Your client obtains customs bonds in order to guarantee the payment of import duties and taxes. These bonds also assure compliance with all laws and regulations governing the entry of merchandise from foreign shipping points into the U.S. If your client’s main business is importing merchandise into the U.S. for commercial purposes and shipments are valued over $2,500, or they import freight that is a commodity subject to other federal agencies requirements (i.e. firearms or food), they must post a customs bond to ensure that all duties, taxes and fees owed to the federal government will be paid.
Other reasons to purchase a customs bond
Anyone that is a warehouse or facility operator that desires to become a bonded facility with the ability to store or secure imported or exported goods must obtain a customs bond as well. In addition, they must apply with the port director and determine the exact type of warehouse they wish to establish. The same goes for international carriers in the business of transporting cargo via air, vessel or vehicle from a foreign destination to the US, or any domestic carrier that merely wants to transport imported cargo from one state to another. In each scenario they will also be required to obtain customs bonds.
As a broker, you should be advised not to issue any customs bonds without being provided with power of attorney so that you may file a client’s entry or entries on their behalf.
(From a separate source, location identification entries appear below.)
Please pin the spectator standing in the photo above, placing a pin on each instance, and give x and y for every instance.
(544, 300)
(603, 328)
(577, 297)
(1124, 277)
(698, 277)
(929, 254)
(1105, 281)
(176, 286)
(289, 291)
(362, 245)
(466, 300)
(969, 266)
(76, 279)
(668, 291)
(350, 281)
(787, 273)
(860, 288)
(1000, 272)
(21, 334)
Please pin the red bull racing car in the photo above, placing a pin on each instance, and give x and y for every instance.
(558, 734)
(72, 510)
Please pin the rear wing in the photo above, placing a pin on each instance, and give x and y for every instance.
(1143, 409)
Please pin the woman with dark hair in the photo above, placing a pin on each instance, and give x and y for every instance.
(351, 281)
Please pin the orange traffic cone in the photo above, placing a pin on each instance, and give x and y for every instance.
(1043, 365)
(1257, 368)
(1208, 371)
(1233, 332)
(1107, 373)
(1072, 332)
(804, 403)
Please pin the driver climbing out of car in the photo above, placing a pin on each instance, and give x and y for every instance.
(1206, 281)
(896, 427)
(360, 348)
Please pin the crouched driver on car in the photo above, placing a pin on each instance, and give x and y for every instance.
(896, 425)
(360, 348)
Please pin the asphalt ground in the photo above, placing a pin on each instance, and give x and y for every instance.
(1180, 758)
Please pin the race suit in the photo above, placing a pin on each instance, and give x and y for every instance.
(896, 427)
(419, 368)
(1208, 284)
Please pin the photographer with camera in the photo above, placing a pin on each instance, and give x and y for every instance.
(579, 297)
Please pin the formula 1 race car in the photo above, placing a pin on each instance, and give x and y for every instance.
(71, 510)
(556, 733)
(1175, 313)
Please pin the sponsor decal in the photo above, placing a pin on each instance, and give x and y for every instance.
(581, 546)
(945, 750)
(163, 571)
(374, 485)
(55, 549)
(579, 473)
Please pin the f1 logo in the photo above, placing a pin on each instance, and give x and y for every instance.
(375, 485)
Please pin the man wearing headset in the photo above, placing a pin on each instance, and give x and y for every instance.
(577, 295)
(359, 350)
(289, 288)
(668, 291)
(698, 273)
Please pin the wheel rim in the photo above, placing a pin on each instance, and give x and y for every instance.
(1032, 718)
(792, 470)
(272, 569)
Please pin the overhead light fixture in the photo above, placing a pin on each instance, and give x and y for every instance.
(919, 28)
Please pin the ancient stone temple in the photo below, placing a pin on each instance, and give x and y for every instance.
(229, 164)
Inform your client that, in lieu of purchasing a bond from a licensed or corporate surety, they may pledge cash, although the bond will provide the necessary permission to proceed with the transportation of the listed goods in this case.
The type of bond your client elects to obtain will ultimately depend on how often they import into the U.S. For example, if they only import occasionally, a single entry bond is the recommended choice. If however, they import goods more frequently (and through various ports of entry), procuring a continuous bond is beneficial and economically the better choice.